Kto czytał artykuły traktujące o fryzjerskich trendach na jesień i zimę, ten wie, że absolutnym hitem kolorystycznym są teraz włosy rude.

Paleta odcieni jest szeroka, ale styliści polecają tylko kilka odcieni, które już za chwilę zobaczycie w poniższej galerii.

Rudy to świetny wybór dla osób o nieregularnych czy też ostrych rysach twarzy – doskonale je łagodzi i optycznie zmiękcza. Idealnie pasuje kobietom o zielonych lub orzechowych oczach i raczej bladej karnacji.

Sporym minusem jest jedynie to, że farby w odcieniach czerwieni bardzo szybko płowieją. Wyjątek stanowią tutaj farby Palette, które na tym tle wypadają bardzo dobrze.

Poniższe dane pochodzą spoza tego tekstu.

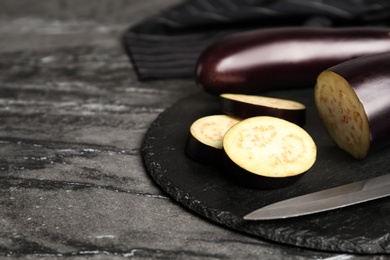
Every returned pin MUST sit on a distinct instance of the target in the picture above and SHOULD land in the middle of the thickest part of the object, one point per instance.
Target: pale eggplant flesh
(353, 101)
(280, 58)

Ale to jest już szczegół techniczny.

A oto i dziewięć najmodniejszych odsłon rudości:


Alice Roi. Bardzo jesienny odcień z małym „bonusem” w postaci ciemniejszych pasemek, które wyglądają niemal jak odrosty. Do tego blada cera i smokey-eye.


Margiela. Głęboki, rubinowy odcień ożywia porcelanowo bladą twarz modelki.

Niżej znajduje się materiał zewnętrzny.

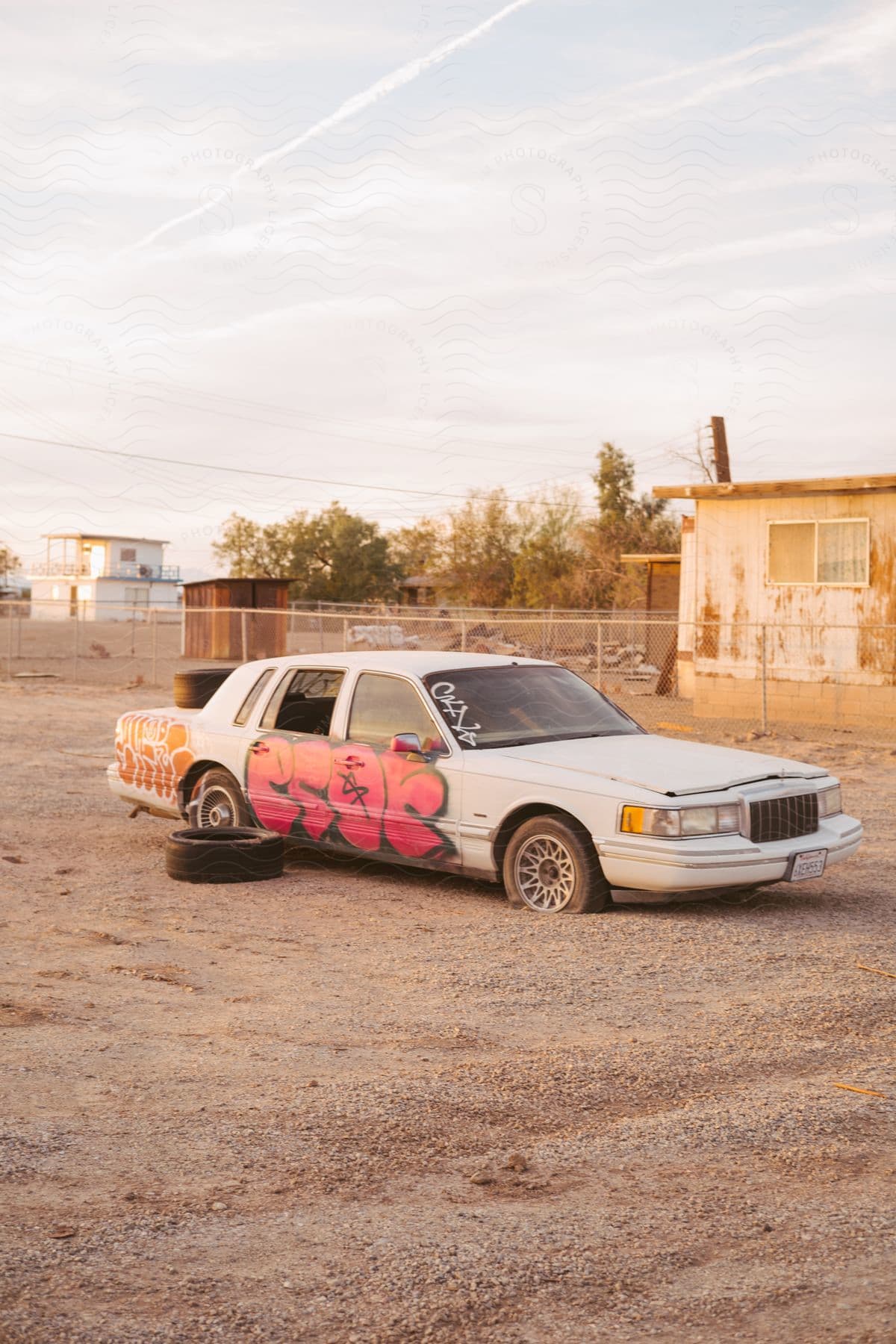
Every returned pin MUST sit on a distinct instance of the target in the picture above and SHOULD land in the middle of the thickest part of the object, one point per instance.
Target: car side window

Naum. Odcień zwany truskawkowym blondem, tutaj w odważnej odsłonie. Natapirowane, sprawiające wygląd przesuszonych włosy mają imitować afro.


Chaiken. Kolor oscyluje pomiędzy pomarańczem a czerwienią i idealnie komponuje się z czerwonymi ustami modelki.


Gucci. Ponownie truskawkowy blond, tym razem w łagodniejszej wersji. Delikatne fale mają nawiązywać do filmów z lat ’40-tych.


Mariella Burani. Styliści nazywają ten odcień „przypalony pomarańcz”. Burani na przekór modzie na krótkie fryzurki proponuje bardzo długie, proste włosy.


Nathan Jenden. Rdzawy? Spłowiały? Brudny? Ciężko określić ten odcień, ale inspiracją na pewno była epoka wiktoriańska.


Pucci. Włosy praktycznie brązowe, ale z pięknym, cynamonowym pobłyskiem.


Atil Kutoglu. Popularny odcień urozmaicony subtelnymi pasemkami – też w odcieniach rudości.